Conférence de Bill Low à Dijon 31.01.2008

gautier.laurent laurent.gautier at U-BOURGOGNE.FR
Mon Jan 21 16:57:54 UTC 2008


Centre de Recherche Interlangues « Texte Image Langage » (EA 4182)
Pôle « Textes & Contextes » de la Maison des Sciences de l'Homme de
Dijon (UMS CNRS uB 2739)

Dans le cadre de ses travaux sur 'Stylistics and the Digital Turn', M.
Bill Louw (Université du Zimbaoué) prononcera une conférence à
l'Université de Bourgogne sur le sujet :

'What is data-assisted reading and what can it tell us?'


Le jeudi 31 janvier 2008 à 17 heures
Campus de Montmuzard, Bâtiment Droit-Lettres, Extension Lettres –
salle 155

A propos du conférencier :
Bill Louw is a Senior Lecturer in Modern English Language at the
University of Zimbabwe, where he also teaches two papers in
Communication and Negotiating Skills on the MBA in the Graduate School
of Management, using data-assisted methods. He produced the first ever
corpus-assisted literacy campaign, The Zimbabwe LITRAID Project, in
1991. This video-led project was funded by the Rotary Foundation and
created in conjunction with the School of Education and CLAC at the
Open University, Milton Keynes, UK. The completed project was finally
censored both in Zimbabwe, and in Kwa-Zulu Natal, South Africa.
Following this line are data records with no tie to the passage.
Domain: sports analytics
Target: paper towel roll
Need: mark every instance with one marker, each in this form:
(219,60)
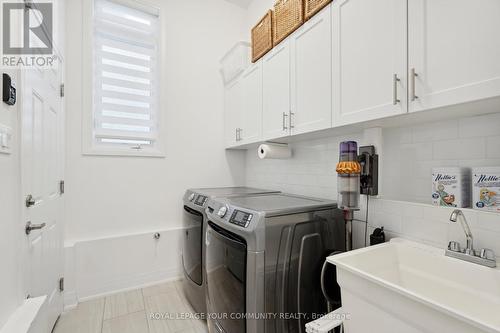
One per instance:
(274,151)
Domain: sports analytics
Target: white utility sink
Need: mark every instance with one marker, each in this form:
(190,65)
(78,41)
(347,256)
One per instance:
(407,287)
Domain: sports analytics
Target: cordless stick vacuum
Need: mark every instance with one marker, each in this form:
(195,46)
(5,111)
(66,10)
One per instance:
(348,184)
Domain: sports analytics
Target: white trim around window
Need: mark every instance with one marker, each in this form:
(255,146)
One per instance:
(122,73)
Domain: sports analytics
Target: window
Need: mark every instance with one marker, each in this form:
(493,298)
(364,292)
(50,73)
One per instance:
(125,70)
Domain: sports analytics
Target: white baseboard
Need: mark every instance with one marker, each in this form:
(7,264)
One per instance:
(70,300)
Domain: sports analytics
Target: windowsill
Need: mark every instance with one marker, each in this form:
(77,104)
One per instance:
(154,153)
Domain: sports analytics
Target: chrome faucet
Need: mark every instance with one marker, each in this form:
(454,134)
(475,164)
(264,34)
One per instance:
(465,226)
(486,257)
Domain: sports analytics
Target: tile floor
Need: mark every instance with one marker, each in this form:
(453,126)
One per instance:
(130,312)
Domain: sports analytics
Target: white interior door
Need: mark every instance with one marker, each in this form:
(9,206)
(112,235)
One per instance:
(42,170)
(369,59)
(454,49)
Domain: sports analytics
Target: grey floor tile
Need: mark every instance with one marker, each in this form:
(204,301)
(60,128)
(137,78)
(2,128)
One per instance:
(130,323)
(124,303)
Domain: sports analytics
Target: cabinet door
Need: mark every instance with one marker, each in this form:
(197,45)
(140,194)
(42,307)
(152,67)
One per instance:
(276,93)
(454,49)
(232,108)
(369,59)
(311,75)
(251,126)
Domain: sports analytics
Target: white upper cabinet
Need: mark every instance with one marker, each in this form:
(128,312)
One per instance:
(369,59)
(276,92)
(233,104)
(251,126)
(454,50)
(311,75)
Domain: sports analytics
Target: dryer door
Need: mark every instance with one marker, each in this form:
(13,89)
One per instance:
(226,278)
(192,244)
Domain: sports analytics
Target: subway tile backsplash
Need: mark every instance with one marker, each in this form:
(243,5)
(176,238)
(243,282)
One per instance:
(409,155)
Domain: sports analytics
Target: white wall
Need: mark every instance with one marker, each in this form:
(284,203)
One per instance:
(414,151)
(409,153)
(110,197)
(10,225)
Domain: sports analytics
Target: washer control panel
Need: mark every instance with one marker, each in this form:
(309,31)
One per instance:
(222,211)
(240,218)
(200,200)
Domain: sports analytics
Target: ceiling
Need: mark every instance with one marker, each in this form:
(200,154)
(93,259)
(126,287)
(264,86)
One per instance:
(241,3)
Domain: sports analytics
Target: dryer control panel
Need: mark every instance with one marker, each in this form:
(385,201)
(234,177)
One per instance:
(240,218)
(200,200)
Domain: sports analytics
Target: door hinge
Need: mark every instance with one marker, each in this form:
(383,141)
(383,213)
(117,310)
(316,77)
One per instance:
(61,187)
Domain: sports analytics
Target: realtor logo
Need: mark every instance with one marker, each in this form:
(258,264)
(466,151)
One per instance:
(27,34)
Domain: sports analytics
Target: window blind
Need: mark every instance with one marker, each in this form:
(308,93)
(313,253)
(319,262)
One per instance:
(125,69)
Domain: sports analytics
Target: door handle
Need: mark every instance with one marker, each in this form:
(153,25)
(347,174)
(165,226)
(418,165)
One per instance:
(30,227)
(395,89)
(284,121)
(30,201)
(413,75)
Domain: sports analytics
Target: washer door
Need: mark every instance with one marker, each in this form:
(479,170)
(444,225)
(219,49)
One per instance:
(226,279)
(192,245)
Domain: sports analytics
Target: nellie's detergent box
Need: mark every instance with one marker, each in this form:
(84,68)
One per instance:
(486,188)
(451,187)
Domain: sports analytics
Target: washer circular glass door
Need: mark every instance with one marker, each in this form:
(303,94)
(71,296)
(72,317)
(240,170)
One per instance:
(226,278)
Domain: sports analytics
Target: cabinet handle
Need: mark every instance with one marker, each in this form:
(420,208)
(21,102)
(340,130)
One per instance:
(284,121)
(413,75)
(395,89)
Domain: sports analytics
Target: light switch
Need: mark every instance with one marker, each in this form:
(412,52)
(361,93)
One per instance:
(5,139)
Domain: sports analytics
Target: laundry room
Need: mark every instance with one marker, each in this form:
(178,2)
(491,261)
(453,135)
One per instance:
(250,166)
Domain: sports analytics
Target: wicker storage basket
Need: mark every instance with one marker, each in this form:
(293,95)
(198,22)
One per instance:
(262,37)
(311,7)
(288,16)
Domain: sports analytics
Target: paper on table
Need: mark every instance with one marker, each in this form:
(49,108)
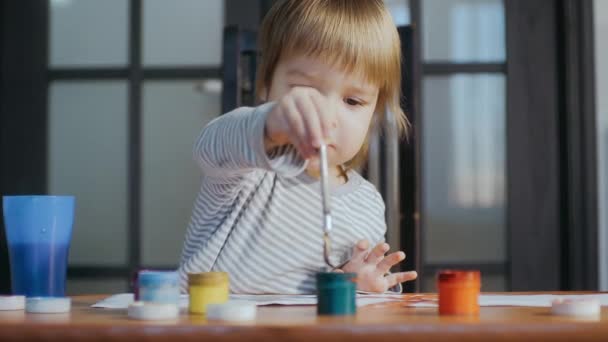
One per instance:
(542,300)
(122,301)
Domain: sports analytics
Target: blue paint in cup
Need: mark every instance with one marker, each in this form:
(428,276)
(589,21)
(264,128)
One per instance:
(38,232)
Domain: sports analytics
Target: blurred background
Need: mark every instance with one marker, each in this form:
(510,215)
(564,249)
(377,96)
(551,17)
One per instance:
(506,169)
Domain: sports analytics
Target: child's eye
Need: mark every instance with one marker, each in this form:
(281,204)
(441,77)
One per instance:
(353,102)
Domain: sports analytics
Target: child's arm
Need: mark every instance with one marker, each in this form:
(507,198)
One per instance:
(233,144)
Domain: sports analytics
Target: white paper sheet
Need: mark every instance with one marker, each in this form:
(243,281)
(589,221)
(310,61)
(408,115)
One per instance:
(122,301)
(541,300)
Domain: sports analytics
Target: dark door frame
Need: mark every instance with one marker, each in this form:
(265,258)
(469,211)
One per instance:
(551,147)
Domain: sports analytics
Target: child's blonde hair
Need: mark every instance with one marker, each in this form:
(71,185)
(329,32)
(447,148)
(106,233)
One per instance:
(358,35)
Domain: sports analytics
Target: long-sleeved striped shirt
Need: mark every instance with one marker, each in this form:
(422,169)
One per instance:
(258,215)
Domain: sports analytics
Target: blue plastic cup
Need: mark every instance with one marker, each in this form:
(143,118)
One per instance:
(38,232)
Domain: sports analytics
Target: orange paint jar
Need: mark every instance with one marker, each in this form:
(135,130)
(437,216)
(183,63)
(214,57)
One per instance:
(458,292)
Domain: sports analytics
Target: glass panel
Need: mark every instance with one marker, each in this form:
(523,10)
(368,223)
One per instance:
(489,283)
(96,286)
(174,114)
(88,32)
(182,32)
(463,30)
(88,158)
(464,169)
(601,65)
(400,10)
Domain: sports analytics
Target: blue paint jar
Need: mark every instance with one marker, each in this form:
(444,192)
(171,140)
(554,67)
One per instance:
(336,293)
(158,287)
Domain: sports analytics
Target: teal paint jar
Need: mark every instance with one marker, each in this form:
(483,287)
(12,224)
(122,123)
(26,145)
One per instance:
(158,287)
(336,293)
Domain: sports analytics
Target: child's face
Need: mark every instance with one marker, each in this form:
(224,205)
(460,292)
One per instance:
(351,97)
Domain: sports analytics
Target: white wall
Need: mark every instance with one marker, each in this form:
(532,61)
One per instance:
(601,67)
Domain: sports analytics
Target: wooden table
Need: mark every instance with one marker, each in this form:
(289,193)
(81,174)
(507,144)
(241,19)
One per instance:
(379,322)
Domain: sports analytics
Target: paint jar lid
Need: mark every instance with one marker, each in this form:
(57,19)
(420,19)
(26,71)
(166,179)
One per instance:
(233,311)
(459,277)
(325,279)
(48,304)
(153,311)
(583,307)
(208,278)
(10,303)
(157,278)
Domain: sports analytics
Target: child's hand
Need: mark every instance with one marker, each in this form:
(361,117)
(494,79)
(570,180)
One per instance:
(372,267)
(304,118)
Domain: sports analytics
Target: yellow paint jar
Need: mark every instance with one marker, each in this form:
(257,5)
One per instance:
(207,288)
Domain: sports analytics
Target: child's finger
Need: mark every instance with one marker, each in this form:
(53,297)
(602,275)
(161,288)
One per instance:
(389,261)
(360,251)
(377,254)
(398,278)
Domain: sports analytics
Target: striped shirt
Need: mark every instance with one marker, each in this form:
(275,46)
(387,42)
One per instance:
(258,215)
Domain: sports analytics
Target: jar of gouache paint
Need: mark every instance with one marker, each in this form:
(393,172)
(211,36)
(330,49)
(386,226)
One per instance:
(458,292)
(207,288)
(158,287)
(336,293)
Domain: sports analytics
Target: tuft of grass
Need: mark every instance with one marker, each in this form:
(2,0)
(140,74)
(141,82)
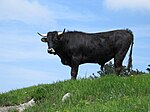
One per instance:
(109,93)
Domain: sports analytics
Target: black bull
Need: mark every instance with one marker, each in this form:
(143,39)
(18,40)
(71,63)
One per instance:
(75,48)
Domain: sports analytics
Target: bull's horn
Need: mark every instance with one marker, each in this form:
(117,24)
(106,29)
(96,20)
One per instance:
(59,33)
(43,35)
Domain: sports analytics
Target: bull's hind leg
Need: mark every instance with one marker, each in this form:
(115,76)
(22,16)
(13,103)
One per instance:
(118,62)
(74,72)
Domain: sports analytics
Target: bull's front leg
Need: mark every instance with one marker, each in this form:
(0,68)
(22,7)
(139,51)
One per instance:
(74,72)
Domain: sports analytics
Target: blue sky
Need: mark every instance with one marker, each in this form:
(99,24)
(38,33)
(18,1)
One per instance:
(24,60)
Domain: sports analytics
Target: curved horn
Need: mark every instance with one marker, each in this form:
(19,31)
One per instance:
(43,35)
(59,33)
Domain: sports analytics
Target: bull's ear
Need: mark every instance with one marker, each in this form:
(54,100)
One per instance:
(44,39)
(64,31)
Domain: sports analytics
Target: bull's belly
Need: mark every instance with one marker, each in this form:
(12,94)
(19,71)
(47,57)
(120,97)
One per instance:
(96,59)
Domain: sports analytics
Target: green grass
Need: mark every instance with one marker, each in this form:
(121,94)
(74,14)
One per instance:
(106,94)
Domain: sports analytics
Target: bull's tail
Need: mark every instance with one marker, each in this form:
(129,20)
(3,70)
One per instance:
(129,67)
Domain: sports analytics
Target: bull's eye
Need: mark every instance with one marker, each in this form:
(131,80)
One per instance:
(44,39)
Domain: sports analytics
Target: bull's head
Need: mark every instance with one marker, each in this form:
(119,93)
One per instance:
(52,38)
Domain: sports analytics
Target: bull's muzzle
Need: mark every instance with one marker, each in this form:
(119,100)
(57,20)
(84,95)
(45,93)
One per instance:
(51,51)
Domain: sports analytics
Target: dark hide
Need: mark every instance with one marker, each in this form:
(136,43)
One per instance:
(75,48)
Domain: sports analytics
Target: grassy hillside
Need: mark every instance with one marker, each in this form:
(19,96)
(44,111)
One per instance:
(106,94)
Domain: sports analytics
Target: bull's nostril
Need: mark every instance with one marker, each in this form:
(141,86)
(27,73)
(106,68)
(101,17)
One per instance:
(51,50)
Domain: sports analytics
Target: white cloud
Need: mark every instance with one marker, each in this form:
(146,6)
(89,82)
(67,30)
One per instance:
(128,4)
(25,11)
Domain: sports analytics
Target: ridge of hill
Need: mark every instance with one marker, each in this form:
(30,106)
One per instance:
(106,94)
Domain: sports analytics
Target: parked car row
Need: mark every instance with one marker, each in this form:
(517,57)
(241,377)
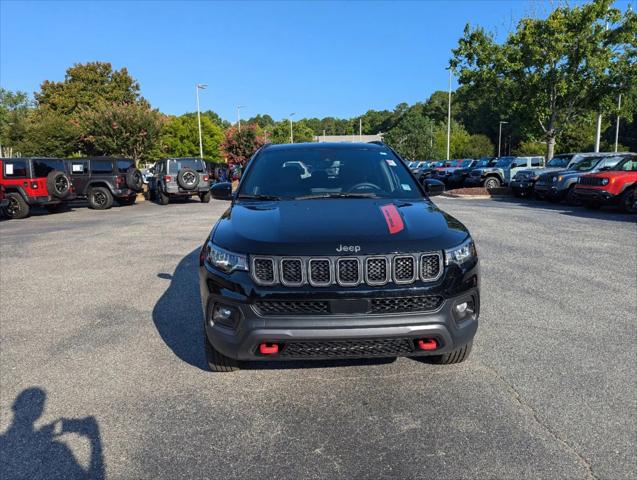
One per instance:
(27,182)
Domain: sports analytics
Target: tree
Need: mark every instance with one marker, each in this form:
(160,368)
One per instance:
(180,137)
(239,146)
(130,130)
(85,86)
(550,72)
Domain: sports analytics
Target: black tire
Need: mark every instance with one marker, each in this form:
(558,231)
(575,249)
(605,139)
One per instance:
(100,198)
(188,179)
(58,184)
(135,180)
(627,201)
(162,198)
(458,355)
(55,208)
(218,362)
(17,207)
(491,182)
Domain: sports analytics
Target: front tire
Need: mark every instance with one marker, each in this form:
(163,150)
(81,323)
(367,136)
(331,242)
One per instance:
(458,355)
(218,362)
(17,207)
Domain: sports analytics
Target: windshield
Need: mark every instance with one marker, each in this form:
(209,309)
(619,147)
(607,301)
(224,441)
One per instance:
(504,162)
(585,164)
(193,163)
(559,162)
(363,171)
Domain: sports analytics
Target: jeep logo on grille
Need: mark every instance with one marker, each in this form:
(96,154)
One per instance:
(349,248)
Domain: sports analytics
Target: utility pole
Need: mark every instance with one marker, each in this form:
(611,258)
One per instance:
(291,131)
(199,86)
(449,115)
(500,137)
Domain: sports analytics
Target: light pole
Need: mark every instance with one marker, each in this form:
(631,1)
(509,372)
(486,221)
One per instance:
(199,86)
(239,107)
(500,136)
(449,115)
(291,131)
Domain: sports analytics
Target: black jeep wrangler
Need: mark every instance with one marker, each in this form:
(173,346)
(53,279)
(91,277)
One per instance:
(181,178)
(352,260)
(103,179)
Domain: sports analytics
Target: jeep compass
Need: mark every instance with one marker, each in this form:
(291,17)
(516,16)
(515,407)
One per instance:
(352,260)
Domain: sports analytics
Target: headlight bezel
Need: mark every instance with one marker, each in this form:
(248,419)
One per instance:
(461,254)
(225,260)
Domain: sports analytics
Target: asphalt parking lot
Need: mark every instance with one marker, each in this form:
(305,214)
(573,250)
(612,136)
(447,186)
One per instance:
(100,323)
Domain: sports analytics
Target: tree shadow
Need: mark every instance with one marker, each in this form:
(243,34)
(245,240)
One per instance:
(178,317)
(28,452)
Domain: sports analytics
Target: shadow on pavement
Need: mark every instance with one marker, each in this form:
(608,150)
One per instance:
(178,317)
(41,453)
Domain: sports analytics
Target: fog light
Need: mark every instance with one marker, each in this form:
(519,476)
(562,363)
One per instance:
(224,315)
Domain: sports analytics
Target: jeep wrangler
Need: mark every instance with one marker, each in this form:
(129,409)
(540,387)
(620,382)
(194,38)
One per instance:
(353,261)
(179,178)
(34,181)
(103,179)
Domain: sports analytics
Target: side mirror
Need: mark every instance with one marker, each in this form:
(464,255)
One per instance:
(222,191)
(433,187)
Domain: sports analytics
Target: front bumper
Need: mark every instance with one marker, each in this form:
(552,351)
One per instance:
(450,328)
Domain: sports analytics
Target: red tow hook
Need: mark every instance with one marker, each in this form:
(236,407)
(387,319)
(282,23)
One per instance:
(268,348)
(427,344)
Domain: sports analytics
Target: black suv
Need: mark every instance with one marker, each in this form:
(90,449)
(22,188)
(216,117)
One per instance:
(353,260)
(103,179)
(179,177)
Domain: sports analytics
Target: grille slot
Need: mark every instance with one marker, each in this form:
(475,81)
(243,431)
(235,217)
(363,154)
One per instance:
(376,270)
(382,347)
(293,307)
(404,269)
(348,271)
(263,271)
(320,272)
(430,267)
(426,303)
(292,272)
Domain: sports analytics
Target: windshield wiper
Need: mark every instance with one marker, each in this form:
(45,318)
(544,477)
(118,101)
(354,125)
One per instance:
(258,197)
(337,195)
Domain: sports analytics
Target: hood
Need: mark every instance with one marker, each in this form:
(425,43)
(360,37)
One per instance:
(322,227)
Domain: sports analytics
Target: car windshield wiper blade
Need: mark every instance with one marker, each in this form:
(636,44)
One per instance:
(258,197)
(337,195)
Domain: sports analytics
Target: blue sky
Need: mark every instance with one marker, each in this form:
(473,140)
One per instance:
(312,58)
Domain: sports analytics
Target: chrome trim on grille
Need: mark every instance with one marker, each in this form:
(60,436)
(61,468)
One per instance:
(359,277)
(282,276)
(375,283)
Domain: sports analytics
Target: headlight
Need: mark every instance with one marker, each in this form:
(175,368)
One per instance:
(225,260)
(462,253)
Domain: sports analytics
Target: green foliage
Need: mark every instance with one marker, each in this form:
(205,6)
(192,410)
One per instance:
(128,130)
(180,137)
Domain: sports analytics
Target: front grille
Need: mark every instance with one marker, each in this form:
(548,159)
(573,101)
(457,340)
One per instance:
(348,271)
(593,181)
(263,270)
(404,269)
(293,307)
(292,271)
(426,303)
(382,347)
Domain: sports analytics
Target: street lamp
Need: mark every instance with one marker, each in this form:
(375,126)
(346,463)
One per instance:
(291,131)
(199,86)
(500,136)
(239,107)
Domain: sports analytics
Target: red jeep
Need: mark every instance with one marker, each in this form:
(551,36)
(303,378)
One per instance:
(35,181)
(612,186)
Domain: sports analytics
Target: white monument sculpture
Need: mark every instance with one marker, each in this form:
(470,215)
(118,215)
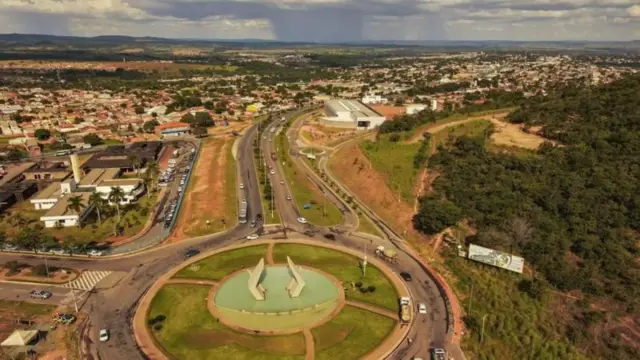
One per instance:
(297,282)
(256,289)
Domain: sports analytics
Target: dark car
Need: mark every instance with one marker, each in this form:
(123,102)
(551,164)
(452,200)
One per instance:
(406,276)
(191,253)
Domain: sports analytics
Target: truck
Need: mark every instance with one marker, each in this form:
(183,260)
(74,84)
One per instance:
(242,216)
(405,309)
(388,255)
(438,354)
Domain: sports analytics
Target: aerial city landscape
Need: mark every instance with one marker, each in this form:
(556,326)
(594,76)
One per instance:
(295,197)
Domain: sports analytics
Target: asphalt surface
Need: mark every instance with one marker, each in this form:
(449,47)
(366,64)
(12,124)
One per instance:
(113,303)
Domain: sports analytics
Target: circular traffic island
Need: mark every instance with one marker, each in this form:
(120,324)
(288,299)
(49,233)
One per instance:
(289,300)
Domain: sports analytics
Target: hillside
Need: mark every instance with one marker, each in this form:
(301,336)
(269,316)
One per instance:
(572,211)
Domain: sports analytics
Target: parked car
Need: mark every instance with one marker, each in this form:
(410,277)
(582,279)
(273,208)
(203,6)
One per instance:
(40,294)
(406,276)
(422,309)
(191,253)
(104,335)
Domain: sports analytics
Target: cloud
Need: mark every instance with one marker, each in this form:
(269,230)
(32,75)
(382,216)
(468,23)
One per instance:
(329,20)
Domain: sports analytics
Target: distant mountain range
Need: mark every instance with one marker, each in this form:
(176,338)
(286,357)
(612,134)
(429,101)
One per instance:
(18,40)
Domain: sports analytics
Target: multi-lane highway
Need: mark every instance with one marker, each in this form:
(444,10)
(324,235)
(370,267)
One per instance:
(113,302)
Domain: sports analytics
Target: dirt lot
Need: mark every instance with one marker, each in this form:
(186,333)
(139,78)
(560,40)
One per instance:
(507,134)
(370,187)
(205,199)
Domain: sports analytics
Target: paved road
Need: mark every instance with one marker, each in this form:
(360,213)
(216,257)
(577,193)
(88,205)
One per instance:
(114,302)
(20,292)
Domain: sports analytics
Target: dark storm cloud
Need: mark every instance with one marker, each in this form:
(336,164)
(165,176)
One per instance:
(322,22)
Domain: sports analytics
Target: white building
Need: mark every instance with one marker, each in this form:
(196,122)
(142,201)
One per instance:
(350,114)
(132,189)
(414,108)
(61,216)
(373,99)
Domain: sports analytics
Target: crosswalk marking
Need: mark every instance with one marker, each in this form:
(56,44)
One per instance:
(87,280)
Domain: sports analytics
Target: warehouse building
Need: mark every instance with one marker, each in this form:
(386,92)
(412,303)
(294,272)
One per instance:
(350,114)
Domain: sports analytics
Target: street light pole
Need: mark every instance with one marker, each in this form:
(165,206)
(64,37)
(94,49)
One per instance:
(482,331)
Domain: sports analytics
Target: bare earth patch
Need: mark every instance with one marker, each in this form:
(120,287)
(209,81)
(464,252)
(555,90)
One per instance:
(370,187)
(205,196)
(507,134)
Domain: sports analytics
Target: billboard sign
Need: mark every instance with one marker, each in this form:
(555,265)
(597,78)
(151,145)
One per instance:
(496,258)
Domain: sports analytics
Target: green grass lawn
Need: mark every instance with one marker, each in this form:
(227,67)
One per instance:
(191,332)
(344,267)
(351,334)
(322,212)
(394,161)
(517,326)
(133,220)
(216,267)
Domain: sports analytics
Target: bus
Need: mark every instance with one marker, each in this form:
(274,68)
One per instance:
(243,212)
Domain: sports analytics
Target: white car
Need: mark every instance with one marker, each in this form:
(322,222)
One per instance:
(422,309)
(104,335)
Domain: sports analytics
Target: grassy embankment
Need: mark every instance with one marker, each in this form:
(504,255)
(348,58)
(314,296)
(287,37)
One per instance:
(303,191)
(189,331)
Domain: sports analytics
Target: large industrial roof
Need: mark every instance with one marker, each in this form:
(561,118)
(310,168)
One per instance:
(353,106)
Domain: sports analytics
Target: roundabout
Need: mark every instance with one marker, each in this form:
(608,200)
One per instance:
(273,300)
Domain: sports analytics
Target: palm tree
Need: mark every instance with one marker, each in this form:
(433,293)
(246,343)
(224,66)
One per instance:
(135,161)
(115,196)
(97,201)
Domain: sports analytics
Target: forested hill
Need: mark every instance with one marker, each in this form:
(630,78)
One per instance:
(572,211)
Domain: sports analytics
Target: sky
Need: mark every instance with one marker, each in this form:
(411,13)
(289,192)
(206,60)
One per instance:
(329,20)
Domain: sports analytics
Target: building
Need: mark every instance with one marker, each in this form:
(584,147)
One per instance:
(173,129)
(350,114)
(121,157)
(415,108)
(373,99)
(59,215)
(32,147)
(48,171)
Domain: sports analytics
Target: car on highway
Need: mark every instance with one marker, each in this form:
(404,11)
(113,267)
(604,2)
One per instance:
(104,335)
(40,294)
(406,276)
(10,247)
(422,308)
(95,252)
(191,253)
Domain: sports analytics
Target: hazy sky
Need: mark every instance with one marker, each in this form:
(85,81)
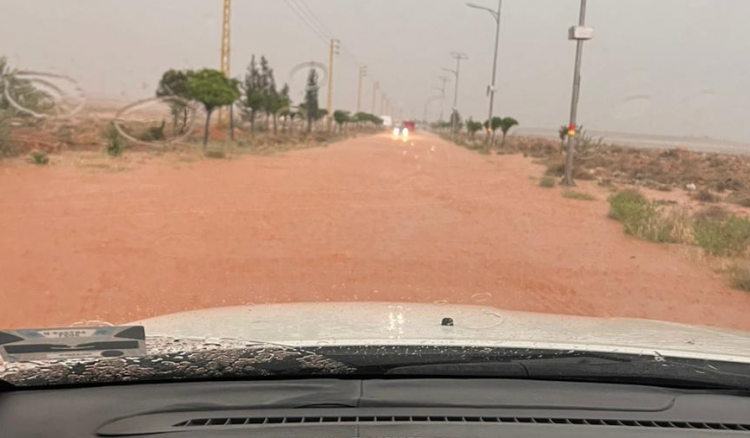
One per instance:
(656,66)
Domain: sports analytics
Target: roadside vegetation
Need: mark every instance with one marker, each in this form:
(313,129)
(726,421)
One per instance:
(259,116)
(719,233)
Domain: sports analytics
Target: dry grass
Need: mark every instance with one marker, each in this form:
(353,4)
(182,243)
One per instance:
(572,194)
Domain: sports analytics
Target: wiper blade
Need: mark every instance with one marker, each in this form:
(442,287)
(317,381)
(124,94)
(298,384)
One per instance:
(170,359)
(661,371)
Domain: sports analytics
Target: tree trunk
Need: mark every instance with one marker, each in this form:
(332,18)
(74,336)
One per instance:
(252,123)
(205,132)
(184,121)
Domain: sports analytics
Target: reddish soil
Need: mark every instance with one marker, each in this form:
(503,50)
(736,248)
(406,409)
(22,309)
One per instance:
(369,219)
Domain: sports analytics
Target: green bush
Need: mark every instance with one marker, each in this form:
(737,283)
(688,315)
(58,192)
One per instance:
(115,145)
(547,182)
(722,235)
(39,158)
(641,217)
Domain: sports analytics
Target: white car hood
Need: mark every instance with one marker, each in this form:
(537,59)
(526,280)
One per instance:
(318,324)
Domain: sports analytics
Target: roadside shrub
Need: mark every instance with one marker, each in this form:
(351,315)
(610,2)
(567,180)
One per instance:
(547,182)
(705,196)
(722,236)
(740,198)
(640,217)
(216,154)
(39,158)
(154,133)
(572,194)
(115,145)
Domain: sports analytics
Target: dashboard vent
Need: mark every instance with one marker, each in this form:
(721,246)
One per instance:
(237,421)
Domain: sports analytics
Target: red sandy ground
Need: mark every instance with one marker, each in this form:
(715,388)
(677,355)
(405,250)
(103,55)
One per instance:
(369,219)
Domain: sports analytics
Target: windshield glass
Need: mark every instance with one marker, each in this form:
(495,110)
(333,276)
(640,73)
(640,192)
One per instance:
(559,176)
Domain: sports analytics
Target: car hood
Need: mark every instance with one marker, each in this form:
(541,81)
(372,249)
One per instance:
(318,324)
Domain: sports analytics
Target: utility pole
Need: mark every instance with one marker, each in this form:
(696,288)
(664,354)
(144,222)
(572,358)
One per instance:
(579,34)
(491,90)
(457,72)
(362,75)
(225,47)
(334,50)
(443,81)
(375,87)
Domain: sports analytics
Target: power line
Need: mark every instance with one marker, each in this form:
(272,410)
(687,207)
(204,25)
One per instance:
(304,18)
(315,19)
(314,23)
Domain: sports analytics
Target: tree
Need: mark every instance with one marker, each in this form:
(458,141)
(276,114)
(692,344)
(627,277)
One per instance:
(268,90)
(173,84)
(341,117)
(278,102)
(505,126)
(311,105)
(213,90)
(252,101)
(455,121)
(562,132)
(473,127)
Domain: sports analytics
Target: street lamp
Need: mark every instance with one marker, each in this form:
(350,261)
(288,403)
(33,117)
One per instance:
(579,34)
(457,72)
(496,15)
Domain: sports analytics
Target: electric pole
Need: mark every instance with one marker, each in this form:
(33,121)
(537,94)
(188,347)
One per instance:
(375,87)
(225,49)
(579,34)
(491,89)
(457,72)
(443,81)
(334,50)
(362,75)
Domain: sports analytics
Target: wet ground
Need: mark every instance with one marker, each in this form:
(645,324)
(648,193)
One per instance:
(368,219)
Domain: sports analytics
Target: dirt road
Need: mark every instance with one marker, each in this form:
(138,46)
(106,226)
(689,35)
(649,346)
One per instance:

In his
youth he graduated in English and Latin at Rhodes University,
Grahamstown, South Africa and holds an honours degree in English
Linguistics from the same university. In the mid  `70s he read
stylistics under the direction of David Crystal at the University of
Reading. He has published articles in stylistics, classroom
concordancing, data-assisted literary criticism, semantic prosodies
and contextual prosodic theory (CPT). He is co-author (with David
Hoover and Jonathan Culpeper) of a book entitled Advances in Corpus
Stylistics, due out from Routledge in 2005. He led the first EU
sponsored course entitled The Corpus in Literary Text Analysis at the
Tuscan Word Centre (Co-taught with John Sinclair and Fiona Tweedie) in
June 2000 and has, on several occasions, been a visiting fellow at 
COBUILD, ELR and at the Centre for Advanced Research in English (CARE)
at the University of Birmingham and at the Open University. He is to
deliver a keynote address entitled Collocation as the Determinant of
Verbal Art at a conference at the University of Bologna, Italy in
September 2004. More recently his research has begun to move into
`endogenous' forensic studies, focussing upon lies and deceptions as
marked forms which characterise and underpin the ideology of the legal
profession and the justice delivery system.